Ideologia prática e ideologia verbal
Um conceito que vale a pena ser compreendido com mais atenção é essa dissonância entre o que professamos e o que de fato vivemos. Às vezes isso é chamado de hipocrisia, mas nem sempre é. Em muitos casos, essa diferença é resultado de uma imposição da própria realidade. Uma coisa é aquele que declara valores apenas como aparência, e vive deliberadamente por outras regras. Outra coisa é aquele que realmente crê em determinados princípios, que tem um sistema de pensamento, uma ideologia, mas que, ao sair da teoria, dos livros, dos discursos, não consegue mais encaixar aquilo tudo na vida real.
Isso acontece porque todas as ideologias, sem exceção, são reducionistas. Elas dão conta apenas de uma parte da existência, de um recorte. Nenhuma ideologia é ampla o suficiente para abranger toda a complexidade da experiência humana. E por isso, quando se tenta aplicar determinada ideologia de forma integral e rígida no dia a dia, há um choque com a realidade. E ele é inevitável. Por isso, quando analisamos pessoas, discursos, comportamentos ou até líderes, precisamos lembrar que ninguém é a tradução prática da ideologia que professa.

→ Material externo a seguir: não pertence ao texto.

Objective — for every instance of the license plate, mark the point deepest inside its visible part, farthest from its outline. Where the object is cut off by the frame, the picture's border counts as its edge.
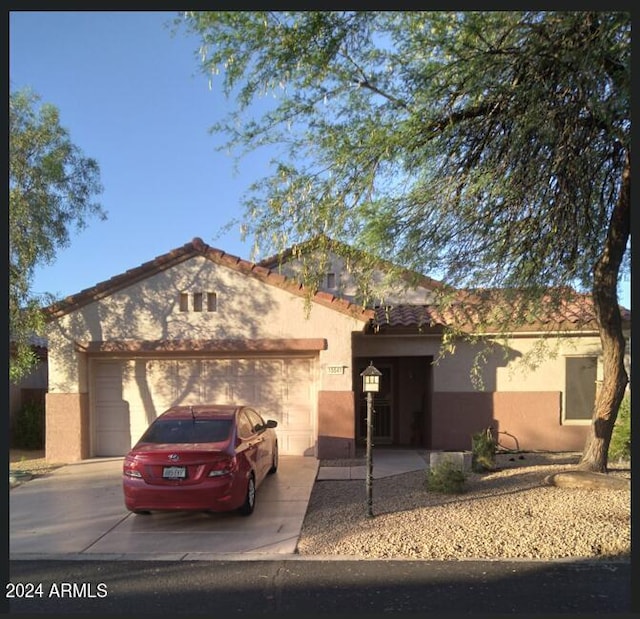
(174, 472)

Um niilista pode ter uma família e fazer juras de amor à esposa e ainda assim continuar sendo niilista. O que uma pessoa defende intelectualmente não será sempre aquilo que ela consegue viver na prática, seja por limitações humanas, seja pelas contradições do mundo, seja pela simples falta de força para ser fiel a tudo que crê.
Dessa forma, é perigoso tanto invalidar alguém por suas ações práticas quanto exaltá-lo por elas. Não podemos dar ouvidos a argumentos que tentam defender ou condenar um líder apenas com base em atos pontuais, como se eles definissem completamente seu caráter ou suas crenças. Sim, é verdade que os frutos revelam a árvore, mas também é verdade que frutos isolados não definem o coração inteiro de uma pessoa. A árvore pode dar frutos bons num galho e podres em outro. E a vida humana é exatamente assim, cheia de contradições e complexidades. Entender isso não é justificar erros, mas é reconhecer que entre o ideal e a prática há um abismo que todos nós, em maior ou menor grau, enfrentamos.